Even though my current work in progress is set in Flanders, I have spent much of this week thinking about my former home town of Bad Münstereifel in Germany. I have submitted a guest post about the town and its influence on my writing to another blog and I've recently exchanged emails with some of my friends there. I've also been watching a documentary about Bad Münstereifel by German channel WDR online this morning, with tears running down my face.

Here is a link to the programme on WDR's website: DieStory: Unsere Stadt soll Outlet werden. The programme is (naturally) in German but if you don't speak German there are still some wonderful shots of the town and there are several scenes in which the images speak for themselves even if you can't understand the dialogue; these include the opening aerial panorama of the town which shows the twin towers of the collegiate church and the famous red Rathaus (town hall).

The documentary is all about changes that are taking place in the town. Like many other towns in these difficult economic times, Bad Münstereifel has been struggling. It shares much in common with my current home town of Crieff, where the energetic Crieff Community Trust are currently working hard to find solutions to some major challenges. Both are historic tourist towns in rural areas, with a number of empty buildings, and businesses struggling to stay afloat.

Even when we left Bad Münstereifel in 2008, there were a few empty buildings on the main shopping streets, and since then the situation has worsened. Clearly, the town needed a boost. Now a possible solution has appeared in the form of investors who have put together a plan to turn the town into "City Outlet Bad Münstereifel", an outlet centre selling designer clothes. The programme follows the investors, the town's mayor, the civil servants in charge of liaising with the public, the existing traders who are affected by the changes, and also those who object to or are concerned about the proposals. Some of the issues raised are practical ones: where will all the new shoppers park? where will the school buses park if the parking places are needed for shoppers? One resident who moved to the town specifically because of its wonderful atmosphere is afraid that it will be irrevocably changed.

I can't say what is right or wrong in this situation. I have not lived in Bad Münstereifel for five years, and so I feel I have forfeited my right to pontificate about what ought to happen there. I love the town very much; every time I visit, it still feels like home. But I don't live there any more, so I don't have to live with the consequences of developing or not developing the town centre.
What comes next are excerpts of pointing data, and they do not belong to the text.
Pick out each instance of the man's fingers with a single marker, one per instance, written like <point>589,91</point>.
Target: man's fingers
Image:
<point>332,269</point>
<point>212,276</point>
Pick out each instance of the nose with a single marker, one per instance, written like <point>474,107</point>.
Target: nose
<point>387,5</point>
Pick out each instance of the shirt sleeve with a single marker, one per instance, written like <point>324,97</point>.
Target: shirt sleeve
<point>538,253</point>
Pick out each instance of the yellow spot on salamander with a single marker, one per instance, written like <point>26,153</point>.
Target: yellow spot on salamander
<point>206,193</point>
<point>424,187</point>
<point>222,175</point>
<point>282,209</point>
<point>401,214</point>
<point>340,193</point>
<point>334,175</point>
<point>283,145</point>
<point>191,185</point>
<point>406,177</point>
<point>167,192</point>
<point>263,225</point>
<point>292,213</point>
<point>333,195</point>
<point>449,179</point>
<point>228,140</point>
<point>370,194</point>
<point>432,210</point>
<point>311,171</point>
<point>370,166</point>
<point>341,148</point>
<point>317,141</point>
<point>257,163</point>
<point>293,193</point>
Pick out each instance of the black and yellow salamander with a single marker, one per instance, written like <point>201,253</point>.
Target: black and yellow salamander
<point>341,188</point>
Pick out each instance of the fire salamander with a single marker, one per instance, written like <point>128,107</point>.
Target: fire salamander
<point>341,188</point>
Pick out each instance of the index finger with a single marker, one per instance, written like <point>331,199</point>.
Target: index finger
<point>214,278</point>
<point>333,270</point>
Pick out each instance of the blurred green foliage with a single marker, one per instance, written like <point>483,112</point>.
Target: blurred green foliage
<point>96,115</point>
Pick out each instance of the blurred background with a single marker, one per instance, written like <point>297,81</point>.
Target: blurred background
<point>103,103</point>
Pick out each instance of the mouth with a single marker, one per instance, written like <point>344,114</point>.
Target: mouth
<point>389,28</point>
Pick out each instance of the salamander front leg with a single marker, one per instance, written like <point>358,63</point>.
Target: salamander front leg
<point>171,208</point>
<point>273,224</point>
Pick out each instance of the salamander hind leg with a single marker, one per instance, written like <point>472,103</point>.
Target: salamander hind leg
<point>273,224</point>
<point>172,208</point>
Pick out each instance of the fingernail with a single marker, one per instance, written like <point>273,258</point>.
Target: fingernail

It is depressing living somewhere where shops are closing and buildings are derelict; that is why the Community Trust in my new home town are working hard to solve the issues here. An outsider feeling (perhaps sentimentally) that nothing should ever change shouldn't carry any weight.

All the same, I was terribly sad seeing footage of my very favourite bakery-cum-cafe, the Erft-Cafe, closing down. The landlord decided to sell the property to the outlet investors and therefore the Cafe closed last winter. The documentary follows Herr and Frau Nipp, who ran the bakery and cafe, through the last day of opening to the closure of the Erft-Cafe and the dismantling and removal of all the fittings.   (If you want a quick peep rather than watching the whole film, you can meet Herr Nipp and his wife at 7:20 in the video.)

I know Herr and Frau Nipp personally. When we first moved to Bad Münstereifel, the children were very young and their behaviour in polite settings was always a bit unpredictable. The Erft-Cafe was one place where we were always sure of a welcome regardless. On several occasions one of the children dropped a glass on the tiles or actually broke an ornament, but the staff were always understanding.

When I came to research my third novel, Wish me dead, which has a baker's daughter as a heroine, Herr Nipp was one of the people who advised me about the background details for the novel. If you turn to the acknowledgements page at the back of the book, it reads, "Special thanks are due to...Herr Nipp and the team at the Erft-Cafe and the Cafe am Salzmarkt in Bad Münstereifel, for their advice about the running of a German bakery and German bakery products." The Nipps (and also the Quastens at the Bäckerei Cafe Quasten in Kommern) kindly allowed me behind the scenes in the bakery and answered all my probing questions about murder methods in a bakery kitchen with perfect Teutonic composure.

It makes me very sad to think that the Erft-Cafe no longer exists; it feels as though a part of the children's childhood has been rooted up and thrown away. By the end of the documentary I was watching through tears. Of course, change has to happen; nothing can remain the same forever. Herr and Frau Nipp were as philosophical as possible, as were some of the other traders in the town; some of those who are hanging onto their existing businesses are hoping that the increased footfall the outlet will bring will boost their own sales. I wish them all well. We are not able to visit Bad Münstereifel this summer, but I hope to go over next year again; I hope it will still feel like home.